22 votes

Colorado passes first law in the US to ban arrests based solely on colorimetric drug tests

4 comments

  1. patience_limited
    Link
    Long ago, I worked in an environmental analytical lab. To participate in EPA certification, we regularly got blind samples (no labeling indicating it was a certification test) sent through which...

    Long ago, I worked in an environmental analytical lab. To participate in EPA certification, we regularly got blind samples (no labeling indicating it was a certification test) sent through which we had to chemically identify accurately 100% of the time, and achieve at least 95% accurate quantitative results. [I found this out the hard way because I didn't let a refrigerated sample fully equilibrate at room temperature, and it threw off the quantitative measurement on a colorimetric test, causing a probation on the EPA cert...]

    The spot colorimetric tests described are basically crap - they're not specific, the presence/absence detection is subjective. It's the nature of chemistry that factors like temperature, substance mix or medium (liquid, solid, powder, etc.), quantity tested, all impact the results. Even the manufacturers admitted the tests aren't evidential.

    Even when the "evidence" gets to a secondary analysis, police laboratories are regulated at the state level, if at all. The number of forensic lab scandals suggests there's little or no process for external validation of analytical quality.

    Yes, illicit drug abuse and trafficking has a high social cost. It's worth investigating in the context of potential impaired driving or other crimes meeting the probable cause search standard. But I can't see that it's worth the magnitude of injustice and social harm that flawed testing can cause.

    17 votes
  2. [3]
    skybrian
    Link
    From the article:

    From the article:

    Colorado just enacted the nation’s first law banning arrests based solely on the results of colorimetric drug tests – a field test widely used by law enforcement across the country.

    The tests are popular because they’re cheap, portable and can screen for drugs in mere minutes. It’s just not feasible to send all suspected drug samples to state laboratories, which would be far more expensive and could take days or weeks to return results.

    But these inexpensive tests also lead to false positives at alarming rates, researchers from the University of Pennsylvania found.

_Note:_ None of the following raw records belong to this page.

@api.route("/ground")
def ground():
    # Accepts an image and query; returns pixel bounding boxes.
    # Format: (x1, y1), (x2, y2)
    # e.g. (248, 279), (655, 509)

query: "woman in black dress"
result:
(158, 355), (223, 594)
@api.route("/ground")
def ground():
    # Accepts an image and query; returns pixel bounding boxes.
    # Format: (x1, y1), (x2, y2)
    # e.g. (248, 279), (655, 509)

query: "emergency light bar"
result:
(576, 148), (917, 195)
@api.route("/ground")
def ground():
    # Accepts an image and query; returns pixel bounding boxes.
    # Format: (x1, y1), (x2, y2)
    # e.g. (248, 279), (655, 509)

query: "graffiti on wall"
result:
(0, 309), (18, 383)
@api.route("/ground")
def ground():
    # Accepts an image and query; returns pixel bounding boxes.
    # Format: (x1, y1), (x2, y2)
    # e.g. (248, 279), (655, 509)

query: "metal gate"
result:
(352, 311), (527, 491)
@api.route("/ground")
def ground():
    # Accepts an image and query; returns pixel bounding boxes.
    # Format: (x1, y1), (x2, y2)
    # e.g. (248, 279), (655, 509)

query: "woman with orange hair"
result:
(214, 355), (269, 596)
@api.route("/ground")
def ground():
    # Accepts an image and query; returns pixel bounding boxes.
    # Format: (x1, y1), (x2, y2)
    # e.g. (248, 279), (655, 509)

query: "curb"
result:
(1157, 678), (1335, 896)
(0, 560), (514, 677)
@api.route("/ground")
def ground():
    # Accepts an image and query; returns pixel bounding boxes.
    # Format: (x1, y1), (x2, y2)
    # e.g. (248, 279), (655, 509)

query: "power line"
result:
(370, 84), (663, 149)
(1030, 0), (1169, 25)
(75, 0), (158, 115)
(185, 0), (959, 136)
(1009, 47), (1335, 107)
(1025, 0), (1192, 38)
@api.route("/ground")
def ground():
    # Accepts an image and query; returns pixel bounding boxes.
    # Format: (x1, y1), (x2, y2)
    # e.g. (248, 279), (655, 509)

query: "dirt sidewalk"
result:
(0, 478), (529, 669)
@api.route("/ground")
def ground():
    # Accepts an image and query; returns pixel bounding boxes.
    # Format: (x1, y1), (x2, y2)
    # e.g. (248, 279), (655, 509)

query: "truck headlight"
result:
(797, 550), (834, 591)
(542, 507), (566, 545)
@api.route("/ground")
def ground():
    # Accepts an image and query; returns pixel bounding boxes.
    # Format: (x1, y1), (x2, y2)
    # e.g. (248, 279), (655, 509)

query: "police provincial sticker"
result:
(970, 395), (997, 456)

    While the actual error rate nationwide is unknown, previous studies by manufacturers have put it around 4%. But the UPenn researchers believe the actual rate is much higher, from 15% to 38%. And a study by the New York City Department of Investigation showed test error rates from 79% to 91% in some correctional settings.

    12 votes
    1. [2]
      sparksbet
      Link Parent
      Oh god, even 4% is pretty high for how much these are used (an error rate that seems low can end up being unacceptably high in absolute terms depending on the size of the population), but if the...

      Oh god, even 4% is pretty high for how much these are used (an error rate that seems low can end up being unacceptably high in absolute terms depending on the size of the population), but if the rates are really that much higher, I hope we see more bans like this in the future.